Immediately following Jonathan’s win, Ray announced that the chefs would be preparing a 13-course offal tasting menu to be judged by Consentino, which elicited more than a few panicked faces (both Ryan and Sergio confessed they had basically no experience with the stuff). The chefs drew knives to determine which animal part they’d be rendering palatable, but before they could get comfortable with their fate, there was a twist—Jonathan, as the quickfire winner, got to swap (and thus swipe) meats with any chef. He wisely took the veal sweetbreads away from Trevor Bird. In a twist-the-knife bit of cruelty that only a TV producer could come up with, Jonathan then had to make two other competitors swap, which handed David some relatively easy-to-cook duck liver and gave Gabriell some downright nasty lamb tripe. All this caused Carl Heinrich, who looked pretty pleased with his beef heart, to quip that the swap was, ahem, “tough to swallow” (he was punning with abandon all episode).

Gabriell fights with his tripe (Image: Top Chef Canada)

As the chefs got to cooking, it was pretty obvious who was in big trouble. Sergio couldn’t decide between braised beef tongue and beef tongue poutine, so he started working on both (Top Chefs need to focus!), while Gabriell kept retching as he sniffed his vile-looking tripe stew concoction. At one point, Elizabeth told the confessional cam that tripe was perfectly lovely if only you knew how to prepare it—but that “it all depends on the chef.” Burn!

The final preparations and tasting took place at Parkdale’s Parts and Labour, with a hatted and well-tatted Matty Matheson joining Shereem Arazm, Ray, McEwan and Cosentino for the tasting. Watching Cosentino eat was like signing up for a master class in the finer points of tasting. He paid close attention to the knife skills of the contestants (Carl and Jonathan both got kudos for that) and took apart the flavour profiles of the various dishes with a keen analytical rigour. He also didn’t pull any punches: sure, Trista got props for making her own rye bread, but her Cosentino dismissed her pork tongue pastrami as overcooked and dry.
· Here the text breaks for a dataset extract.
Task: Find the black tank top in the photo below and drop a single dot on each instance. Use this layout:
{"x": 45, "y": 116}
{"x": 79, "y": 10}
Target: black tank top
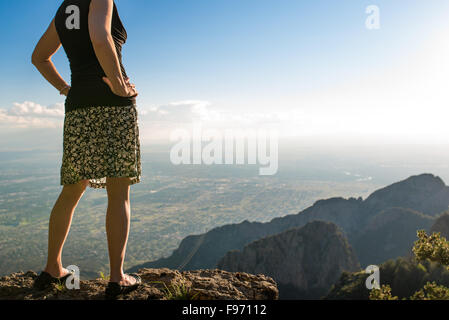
{"x": 87, "y": 86}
David’s winning duck liver ice cream (Image: Top Chef Canada)

At the top of the pack this week were Elizabeth, who made pig’s ears two ways; Carl, who served his heart in a brunchy steak ’n’ eggs style; Jimmy, with the milky veal brains; and David, who made what McEwan called a “beautifully weird dish”: duck liver ice cream. Judging by the awed looks on the judge’s faces when they first tasted the perfectly textured dessert, this decision was a no-brainer. David, the season’s sleeping giant, strolled away from the judge’s table with the win and a prize of $2,500 in Le Creuset cookware (bonus tearjerker: “I’m ecstatic about that prize. I’ve lost a lot of Creuset cookware that I’ve had in the past, and that’s just simply through separation and divorce”).

Sergio’s losing poutine, with beef tongue and shaved black truffles (Image: Top Chef Canada)

The bottom chefs were a predictable bunch: Gabriell (smelly tripe), Trista (dry pork tongue pastrami), Curtis (too-lean sausages in lamb intestine) and Sergio, who decided late in the competition on the poutine and served it with last-minute shaved truffles and gravy that the judges thought tasted suspiciously like a bouillon cube dissolved in cream. In another no-brainer, Sergio had to suffer the indignity of being a Québécois chef sent home for poutine. “If I was doing poutine, it should have been the best poutine they’ve ever had,” he said, ruefully.

Next time on Top Chef Canada

The chefs are asked to “take a trip back in time,” which seems to involve time capsules, Walkmans, funny sunglasses and, well, Alan Thicke. Your guess is as good as ours.